Leonie Harkes
Keywords: Appropriation, Postproduction, Memento mori
In today’s Western capitalistic society, our fixation on happiness can seem almost religious. Happiness, comfort and pleasure are the closest things we have to a summum bonum, the highest good from which all other goods flow. This obsession has trickled down into our visual culture. Take social media content, which generally provides an illusionary visual representation of reality, predominantly skewed towards the joyful, beautiful and enviable: ‘What appears is good; what is good appears’. Even though pain, sadness and death are an inevitable part of every human life, even the most fortunate, unhappiness becomes the summum malum, the greatest evil to be avoided. Which results in a tendency to hide or suppress the manifestations of sorrow, let alone visually represent them.

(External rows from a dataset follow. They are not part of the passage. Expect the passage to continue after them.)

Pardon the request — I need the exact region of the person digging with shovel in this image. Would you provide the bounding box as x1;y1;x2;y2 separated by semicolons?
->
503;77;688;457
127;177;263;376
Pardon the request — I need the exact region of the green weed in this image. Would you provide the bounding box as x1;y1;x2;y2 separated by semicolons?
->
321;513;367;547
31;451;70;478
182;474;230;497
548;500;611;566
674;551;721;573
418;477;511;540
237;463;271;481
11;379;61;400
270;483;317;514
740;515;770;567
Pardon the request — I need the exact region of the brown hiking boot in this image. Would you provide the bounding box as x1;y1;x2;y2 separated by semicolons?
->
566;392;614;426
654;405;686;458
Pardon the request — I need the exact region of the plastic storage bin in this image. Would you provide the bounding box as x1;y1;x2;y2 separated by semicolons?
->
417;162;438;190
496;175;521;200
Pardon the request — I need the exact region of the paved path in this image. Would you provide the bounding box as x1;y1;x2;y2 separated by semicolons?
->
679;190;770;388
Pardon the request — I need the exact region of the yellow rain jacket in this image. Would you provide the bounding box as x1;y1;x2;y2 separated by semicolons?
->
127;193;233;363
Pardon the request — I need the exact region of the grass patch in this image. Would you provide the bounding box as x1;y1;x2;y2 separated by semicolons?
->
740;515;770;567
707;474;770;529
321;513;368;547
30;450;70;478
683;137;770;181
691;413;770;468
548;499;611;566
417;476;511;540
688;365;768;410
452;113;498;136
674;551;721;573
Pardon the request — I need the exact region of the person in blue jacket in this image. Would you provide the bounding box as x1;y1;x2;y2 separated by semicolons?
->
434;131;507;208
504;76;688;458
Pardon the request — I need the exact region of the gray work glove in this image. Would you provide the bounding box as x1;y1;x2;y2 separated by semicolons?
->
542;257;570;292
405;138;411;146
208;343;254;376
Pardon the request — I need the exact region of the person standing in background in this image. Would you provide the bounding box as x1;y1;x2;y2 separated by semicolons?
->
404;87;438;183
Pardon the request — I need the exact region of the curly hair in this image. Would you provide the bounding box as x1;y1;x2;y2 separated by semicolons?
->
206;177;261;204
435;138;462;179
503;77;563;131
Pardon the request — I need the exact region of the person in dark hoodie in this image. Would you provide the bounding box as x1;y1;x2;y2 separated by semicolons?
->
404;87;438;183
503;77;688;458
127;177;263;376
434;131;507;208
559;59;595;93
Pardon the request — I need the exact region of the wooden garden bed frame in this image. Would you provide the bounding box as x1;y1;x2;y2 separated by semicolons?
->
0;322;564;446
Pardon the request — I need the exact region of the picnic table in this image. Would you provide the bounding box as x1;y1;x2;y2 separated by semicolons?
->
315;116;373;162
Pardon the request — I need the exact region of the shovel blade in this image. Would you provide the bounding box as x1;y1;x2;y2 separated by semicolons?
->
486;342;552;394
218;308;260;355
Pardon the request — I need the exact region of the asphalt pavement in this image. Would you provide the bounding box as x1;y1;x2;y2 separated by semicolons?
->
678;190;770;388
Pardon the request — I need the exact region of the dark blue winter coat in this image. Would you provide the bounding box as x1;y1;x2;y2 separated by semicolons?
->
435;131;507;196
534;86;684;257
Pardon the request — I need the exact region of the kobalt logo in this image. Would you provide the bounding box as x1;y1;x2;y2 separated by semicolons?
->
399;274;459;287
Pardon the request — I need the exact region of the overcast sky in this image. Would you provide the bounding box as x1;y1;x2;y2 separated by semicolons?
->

In contrast to 17th century Dutch art, when ‘memento mori’ artworks were specifically designed to remind the viewer of their mortality and of the shortness and fragility of human life. With my wallpaper “What Goes Up, Must Come Down” I’m trying to subtly reintroduce the concept of ‘memento mori’ into the 21st century. Bringing together appropriation, postproduction, psychology, silk screen printing techniques and a common household product. Not hiding, denying or suppressing the painful side of life, but accepting pain as an inevitable consequence of being alive and creating space for it. For whomever might need that space. It may not shake the foundations of the current order, but at least it allows sorrow to be present against the backdrop - and that is a start.
Thesis
Unoriginal Genius¹ - The Truth of Art²
In today’s post-millennial and so-called “post-truth” age, the boundary between reality and fiction seems increasingly hard to distinguish. As a result, there is an impression of a world of extreme relativism, where everybody lives in their own version of reality. In light of the current problematization of truth, factuality, and objectivity: what role should art play? Creative practitioners have often adopted an anti-fact stance yet, in this thesis, light is shed on different attitudes to facticity that have emerged in response to our times. One of the main goals of engaged art is to unveil non or less visible truths about pre-existing, hegemonic narratives. This provides us with a standard by which social critique can operate: the critic is not the one who debunks, but the one who assembles by means of representation. A stance which is evident in documentary practice and postproduction with its strategies of mixing and combining. A way of thinking of a better, more beautiful world that manifests itself in the liminal zone between fiction and non-fiction, imagination and reality, utopianism and realism. In the aesthetic of the real, fiction can become reality and reality is constructed through speculation in the shadows of human imaginations.